Obligations renforcées pour les très grandes plateformes en ligne d’évaluer et d’atténuer les risques au niveau de l’organisation globale de leur service lorsque les restrictions des droits et les risques de diffusion virale de contenus illicites ou préjudiciables ont des répercussions très importantes

Les droits des consommateurs seront également renforcés sur les volets suivants :

Transparence des règles concernant la modération des contenus

Informations utiles sur la publicité et les publicités ciblées: qui a parrainé l’annonce, comment et pourquoi elle cible un utilisateur

Informations claires sur les raisons pour lesquelles le contenu est recommandé aux utilisateurs

Droit des utilisateurs de refuser les recommandations de contenu fondées sur le profilage

Participation des plateformes à des codes de bonnes pratiques afin d’atténuer les risques

Meilleur accès aux données afin de permettre aux autorités et aux chercheurs de mieux comprendre la viralité en ligne et ses répercussions et de réduire les risques sociétaux

Interdiction des pratiques déloyales afin de donner aux entreprises utilisatrices la possibilité d’offrir aux consommateurs un plus grand choix de services innovants

Meilleure interopérabilité avec des services autres que ceux des contrôleurs d’accès

Plus de facilité pour les consommateurs de changer de plateforme s’ils le souhaitent

Quelles seront les conséquences du non-respect de la législation ?

Le DMA prévoit des amendes allant jusqu’à 10 % du chiffre d’affaires annuel mondial total de l’entreprise en infraction et des  astreintes allant jusqu’à 5 % de son chiffre d’affaires journalier moyen.

Si les contrôleurs d’accès enfreignent de manière systématique les obligations découlant de la législation sur les marchés numériques, la Commission peut leur imposer des mesures correctives additionnelles à la suite d’une enquête de marché. Ces mesures correctives devront être proportionnées à l’infraction commise et être prises, le cas échéant, pour assurer le respect de la législation, lorsqu’il n’existe pas d’autres mesures aussi efficaces.
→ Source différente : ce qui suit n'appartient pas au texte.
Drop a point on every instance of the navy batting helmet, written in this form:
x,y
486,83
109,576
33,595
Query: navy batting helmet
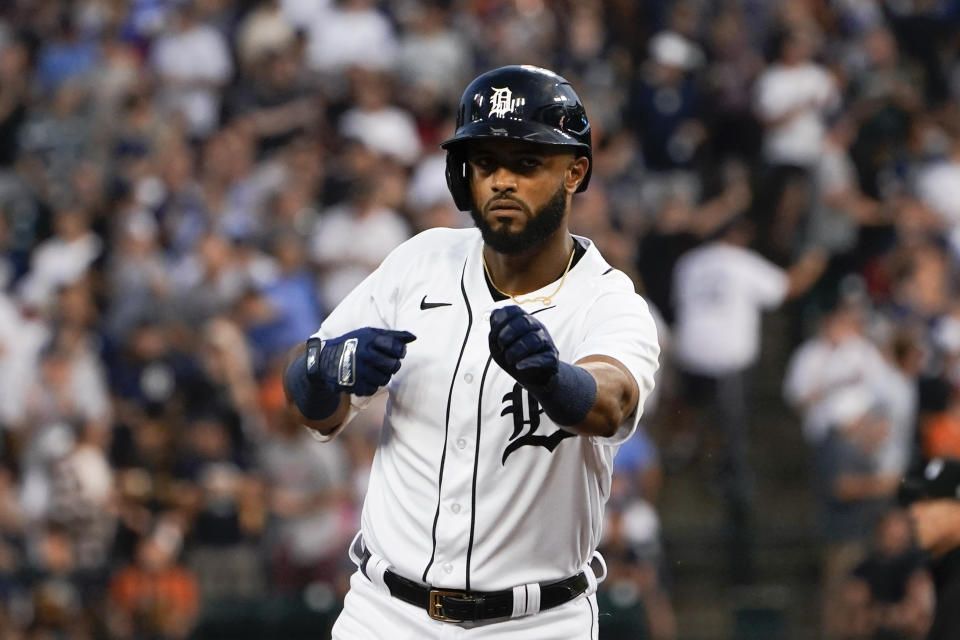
x,y
519,102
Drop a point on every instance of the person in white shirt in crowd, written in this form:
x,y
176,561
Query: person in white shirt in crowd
x,y
720,290
352,238
840,207
351,33
433,55
193,63
821,369
793,98
60,260
380,125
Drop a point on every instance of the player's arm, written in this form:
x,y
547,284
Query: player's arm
x,y
321,375
591,397
616,398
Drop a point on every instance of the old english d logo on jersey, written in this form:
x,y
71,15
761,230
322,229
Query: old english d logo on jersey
x,y
527,415
502,102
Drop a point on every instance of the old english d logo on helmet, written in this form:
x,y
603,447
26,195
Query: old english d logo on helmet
x,y
520,102
502,102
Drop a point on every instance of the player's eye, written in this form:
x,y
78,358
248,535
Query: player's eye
x,y
529,162
484,163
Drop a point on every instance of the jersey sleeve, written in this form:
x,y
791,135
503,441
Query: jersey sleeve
x,y
619,325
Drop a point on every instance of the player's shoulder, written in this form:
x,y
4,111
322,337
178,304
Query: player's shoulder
x,y
436,244
599,275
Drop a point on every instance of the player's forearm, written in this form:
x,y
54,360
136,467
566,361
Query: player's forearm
x,y
327,425
616,398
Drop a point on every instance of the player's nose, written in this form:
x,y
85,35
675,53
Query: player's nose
x,y
503,180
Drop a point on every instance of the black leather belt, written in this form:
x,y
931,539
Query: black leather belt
x,y
449,605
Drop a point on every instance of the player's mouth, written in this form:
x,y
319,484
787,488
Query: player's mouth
x,y
504,210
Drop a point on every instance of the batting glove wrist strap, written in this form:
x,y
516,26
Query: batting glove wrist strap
x,y
359,363
568,397
315,400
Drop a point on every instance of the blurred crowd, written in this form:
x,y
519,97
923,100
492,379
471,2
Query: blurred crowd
x,y
188,186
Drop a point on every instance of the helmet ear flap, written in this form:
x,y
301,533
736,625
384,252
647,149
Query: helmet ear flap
x,y
458,179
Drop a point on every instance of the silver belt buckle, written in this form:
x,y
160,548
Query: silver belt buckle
x,y
435,610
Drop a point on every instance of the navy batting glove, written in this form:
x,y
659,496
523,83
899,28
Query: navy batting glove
x,y
521,345
359,362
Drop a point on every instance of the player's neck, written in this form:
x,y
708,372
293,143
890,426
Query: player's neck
x,y
533,269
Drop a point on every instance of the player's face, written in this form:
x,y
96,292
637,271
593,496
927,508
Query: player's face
x,y
521,191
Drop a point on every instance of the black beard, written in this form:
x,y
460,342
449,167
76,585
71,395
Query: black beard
x,y
539,227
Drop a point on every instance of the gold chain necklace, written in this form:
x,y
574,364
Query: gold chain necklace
x,y
546,300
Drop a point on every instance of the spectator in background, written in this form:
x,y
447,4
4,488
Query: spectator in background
x,y
53,141
350,33
276,315
67,56
853,490
889,594
839,208
309,498
62,259
938,185
665,106
885,95
432,58
826,365
679,225
221,495
14,94
730,76
273,96
351,239
633,546
154,596
57,598
382,127
721,289
193,63
793,97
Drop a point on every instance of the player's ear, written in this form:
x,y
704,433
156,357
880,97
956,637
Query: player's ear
x,y
575,173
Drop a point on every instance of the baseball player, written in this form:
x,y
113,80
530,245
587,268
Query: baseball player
x,y
516,361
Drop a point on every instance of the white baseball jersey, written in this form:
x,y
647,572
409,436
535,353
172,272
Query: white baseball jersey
x,y
472,486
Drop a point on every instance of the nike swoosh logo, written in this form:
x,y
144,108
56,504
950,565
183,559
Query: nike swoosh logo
x,y
424,305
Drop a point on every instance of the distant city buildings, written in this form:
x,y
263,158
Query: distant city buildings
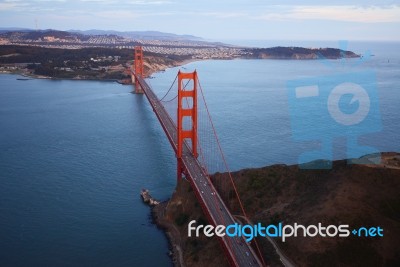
x,y
194,49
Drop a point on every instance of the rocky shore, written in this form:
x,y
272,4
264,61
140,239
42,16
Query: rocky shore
x,y
358,195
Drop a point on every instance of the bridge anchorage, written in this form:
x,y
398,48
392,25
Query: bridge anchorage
x,y
182,134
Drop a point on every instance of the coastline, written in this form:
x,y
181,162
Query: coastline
x,y
165,214
149,74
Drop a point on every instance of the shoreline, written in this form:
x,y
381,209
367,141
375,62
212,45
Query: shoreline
x,y
171,233
160,215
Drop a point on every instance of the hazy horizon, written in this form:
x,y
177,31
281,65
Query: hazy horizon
x,y
354,20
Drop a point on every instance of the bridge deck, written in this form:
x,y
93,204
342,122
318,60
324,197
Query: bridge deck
x,y
239,251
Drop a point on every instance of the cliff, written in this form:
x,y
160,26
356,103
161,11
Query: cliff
x,y
358,195
280,52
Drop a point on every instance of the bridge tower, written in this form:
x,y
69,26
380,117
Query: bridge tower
x,y
138,68
187,116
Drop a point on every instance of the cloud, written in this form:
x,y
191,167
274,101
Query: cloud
x,y
371,14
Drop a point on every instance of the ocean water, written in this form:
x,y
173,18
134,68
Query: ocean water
x,y
74,155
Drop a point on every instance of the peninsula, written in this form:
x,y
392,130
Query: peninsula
x,y
69,55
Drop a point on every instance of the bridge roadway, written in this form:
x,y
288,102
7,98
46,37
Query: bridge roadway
x,y
239,251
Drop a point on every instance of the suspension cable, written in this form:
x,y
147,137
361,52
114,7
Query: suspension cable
x,y
227,168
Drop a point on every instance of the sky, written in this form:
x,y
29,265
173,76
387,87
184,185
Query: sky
x,y
217,20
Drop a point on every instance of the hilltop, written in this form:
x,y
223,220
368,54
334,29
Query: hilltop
x,y
358,195
106,55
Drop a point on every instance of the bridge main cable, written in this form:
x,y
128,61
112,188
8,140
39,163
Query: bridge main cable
x,y
238,251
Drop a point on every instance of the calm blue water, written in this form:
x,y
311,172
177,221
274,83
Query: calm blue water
x,y
75,154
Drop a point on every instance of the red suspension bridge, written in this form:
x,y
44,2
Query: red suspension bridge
x,y
185,132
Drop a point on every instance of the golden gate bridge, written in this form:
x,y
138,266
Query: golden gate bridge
x,y
187,123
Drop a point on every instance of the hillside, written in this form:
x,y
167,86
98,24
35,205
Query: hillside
x,y
358,195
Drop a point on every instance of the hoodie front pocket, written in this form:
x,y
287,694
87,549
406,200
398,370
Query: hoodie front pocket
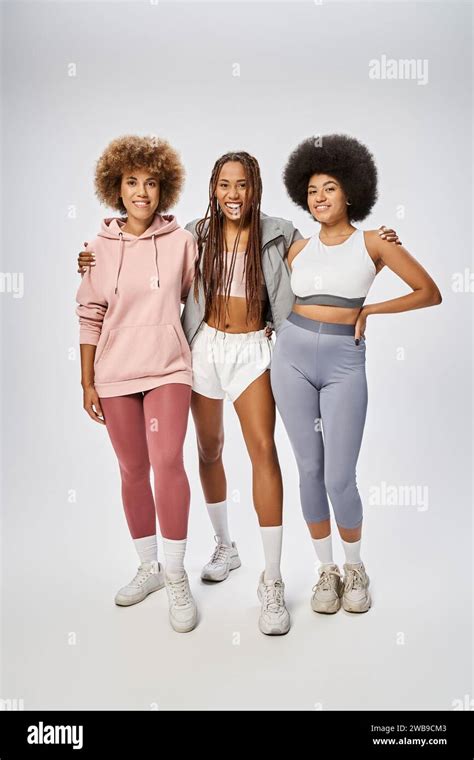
x,y
140,351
Il peut s’agir de mesures correctives de nature comportementale et structurelle, telles que la cession (de parties) d’une activité.

Position du Réseau européen de concurrence (REC)
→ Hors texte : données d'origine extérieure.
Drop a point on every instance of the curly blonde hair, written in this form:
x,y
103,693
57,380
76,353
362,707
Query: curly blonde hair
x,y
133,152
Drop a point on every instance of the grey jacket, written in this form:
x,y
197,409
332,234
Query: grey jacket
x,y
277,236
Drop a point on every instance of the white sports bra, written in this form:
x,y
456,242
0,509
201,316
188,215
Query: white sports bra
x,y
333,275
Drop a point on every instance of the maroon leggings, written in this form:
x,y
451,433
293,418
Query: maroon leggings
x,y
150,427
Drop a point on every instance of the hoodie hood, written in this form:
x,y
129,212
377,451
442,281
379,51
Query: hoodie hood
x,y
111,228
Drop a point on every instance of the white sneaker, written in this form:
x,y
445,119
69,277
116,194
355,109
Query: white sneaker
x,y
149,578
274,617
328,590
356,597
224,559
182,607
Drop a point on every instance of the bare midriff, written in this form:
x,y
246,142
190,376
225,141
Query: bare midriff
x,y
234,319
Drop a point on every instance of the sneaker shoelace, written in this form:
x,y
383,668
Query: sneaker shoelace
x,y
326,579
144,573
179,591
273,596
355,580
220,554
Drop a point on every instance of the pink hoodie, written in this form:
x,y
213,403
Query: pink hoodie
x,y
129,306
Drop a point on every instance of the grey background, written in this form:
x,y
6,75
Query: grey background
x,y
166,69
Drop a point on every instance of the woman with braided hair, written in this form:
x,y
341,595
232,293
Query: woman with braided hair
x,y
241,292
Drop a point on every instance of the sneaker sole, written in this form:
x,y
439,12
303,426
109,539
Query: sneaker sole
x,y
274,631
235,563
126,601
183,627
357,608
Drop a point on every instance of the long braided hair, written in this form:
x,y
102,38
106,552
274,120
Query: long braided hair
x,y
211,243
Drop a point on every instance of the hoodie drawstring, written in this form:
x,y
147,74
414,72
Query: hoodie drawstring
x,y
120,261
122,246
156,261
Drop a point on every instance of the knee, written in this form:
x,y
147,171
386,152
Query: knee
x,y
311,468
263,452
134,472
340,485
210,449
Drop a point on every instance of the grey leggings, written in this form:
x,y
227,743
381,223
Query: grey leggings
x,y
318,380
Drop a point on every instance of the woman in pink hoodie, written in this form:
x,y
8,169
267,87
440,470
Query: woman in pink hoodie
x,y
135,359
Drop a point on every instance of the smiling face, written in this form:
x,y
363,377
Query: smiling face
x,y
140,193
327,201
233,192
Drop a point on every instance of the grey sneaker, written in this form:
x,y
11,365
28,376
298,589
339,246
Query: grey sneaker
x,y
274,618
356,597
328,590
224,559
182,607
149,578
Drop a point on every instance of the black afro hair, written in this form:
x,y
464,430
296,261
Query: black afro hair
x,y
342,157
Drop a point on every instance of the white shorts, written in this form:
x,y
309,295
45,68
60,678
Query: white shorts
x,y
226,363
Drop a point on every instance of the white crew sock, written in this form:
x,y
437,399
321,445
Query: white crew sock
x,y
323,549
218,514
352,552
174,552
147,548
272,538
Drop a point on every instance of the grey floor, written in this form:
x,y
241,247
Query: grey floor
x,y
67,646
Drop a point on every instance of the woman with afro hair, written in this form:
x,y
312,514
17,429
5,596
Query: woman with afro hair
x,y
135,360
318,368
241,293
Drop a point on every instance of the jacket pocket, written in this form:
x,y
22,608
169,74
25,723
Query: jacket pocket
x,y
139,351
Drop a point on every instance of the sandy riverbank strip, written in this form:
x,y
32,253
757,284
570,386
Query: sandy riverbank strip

A noter que le Réseau européen de concurrence (REC) vient de publier un document sur la proposition de DMA. Ce document conjoint porte particulièrement sur l’articulation nécessaire entre la mise en œuvre du DMA et celle du droit de la concurrence et formule des propositions visant à renforcer l’efficacité de ce nouvel outil en permettant aux ANC d’appliquer les procédures liées au respect du DMA. Le document conjoint se concentre sur les aspects institutionnels qui ne sont pas, à ce stade, présents dans la proposition, afin de rendre le DMA aussi efficace et pérenne que possible.

Le document conjoint du REC identifie la forte nécessité d’une meilleure coordination de l’application du DMA avec les procédures relatives au droit de la concurrence. Le DMA devrait intégrer un mécanisme de coordination spécifique, basé sur les principes existants du règlement 1/2003 et les procédures déjà en place au sein du REC.
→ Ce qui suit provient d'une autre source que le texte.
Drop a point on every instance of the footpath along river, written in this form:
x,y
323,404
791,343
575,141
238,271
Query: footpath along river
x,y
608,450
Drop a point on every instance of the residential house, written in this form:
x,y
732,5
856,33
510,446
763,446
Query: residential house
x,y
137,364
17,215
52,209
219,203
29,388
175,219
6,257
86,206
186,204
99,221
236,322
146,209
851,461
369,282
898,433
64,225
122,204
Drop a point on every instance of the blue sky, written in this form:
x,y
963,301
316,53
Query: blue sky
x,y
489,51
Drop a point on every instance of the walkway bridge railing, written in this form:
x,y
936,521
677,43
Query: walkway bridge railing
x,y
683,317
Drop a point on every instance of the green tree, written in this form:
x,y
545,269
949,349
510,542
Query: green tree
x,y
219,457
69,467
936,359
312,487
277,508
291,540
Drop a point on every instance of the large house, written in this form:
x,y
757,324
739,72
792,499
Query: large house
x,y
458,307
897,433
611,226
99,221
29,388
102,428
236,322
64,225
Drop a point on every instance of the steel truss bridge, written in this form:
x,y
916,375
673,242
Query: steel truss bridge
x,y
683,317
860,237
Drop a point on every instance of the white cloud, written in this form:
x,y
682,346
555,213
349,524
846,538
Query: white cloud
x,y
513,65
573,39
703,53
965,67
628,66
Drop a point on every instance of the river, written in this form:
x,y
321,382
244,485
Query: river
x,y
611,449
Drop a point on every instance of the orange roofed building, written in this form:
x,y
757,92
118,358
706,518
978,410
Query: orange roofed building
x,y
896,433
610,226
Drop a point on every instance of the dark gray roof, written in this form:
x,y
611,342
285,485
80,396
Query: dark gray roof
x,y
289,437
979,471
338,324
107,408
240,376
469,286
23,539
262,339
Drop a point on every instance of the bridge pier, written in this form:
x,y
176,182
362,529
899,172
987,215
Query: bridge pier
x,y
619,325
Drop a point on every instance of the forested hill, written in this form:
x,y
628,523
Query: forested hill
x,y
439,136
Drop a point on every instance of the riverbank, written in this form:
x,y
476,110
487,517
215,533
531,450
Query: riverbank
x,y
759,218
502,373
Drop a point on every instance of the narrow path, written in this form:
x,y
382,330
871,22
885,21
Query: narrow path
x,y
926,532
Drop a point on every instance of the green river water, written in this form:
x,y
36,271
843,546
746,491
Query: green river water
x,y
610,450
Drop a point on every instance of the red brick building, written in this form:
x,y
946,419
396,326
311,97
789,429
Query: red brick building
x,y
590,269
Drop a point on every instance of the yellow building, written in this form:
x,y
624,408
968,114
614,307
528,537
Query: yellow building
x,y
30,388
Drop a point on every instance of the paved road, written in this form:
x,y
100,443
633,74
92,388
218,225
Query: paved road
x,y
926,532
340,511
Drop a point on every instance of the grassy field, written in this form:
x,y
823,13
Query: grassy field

Cette coordination permettrait de s’assurer que les procédures du DMA et les enquêtes de concurrence, ou les opérations de concentration concernant les contrôleurs d’accès, menées en parallèle puissent se dérouler sans heurts ni entraves procédurales, tout en permettant la meilleure allocation des ressources possible. Le document conjoint suggère que l’efficacité du DMA gagnerait à permettre aux ANC, sur une base volontaire, d’aider la Commission européenne à faire appliquer le DMA (par exemple, en recevant des plaintes, en contribuant à des opérations de visite et saisie si nécessaire ou en collectant des informations) ou d’appliquer elles-mêmes le DMA lorsque cela est approprié, et en étroite coordination avec la Commission européenne.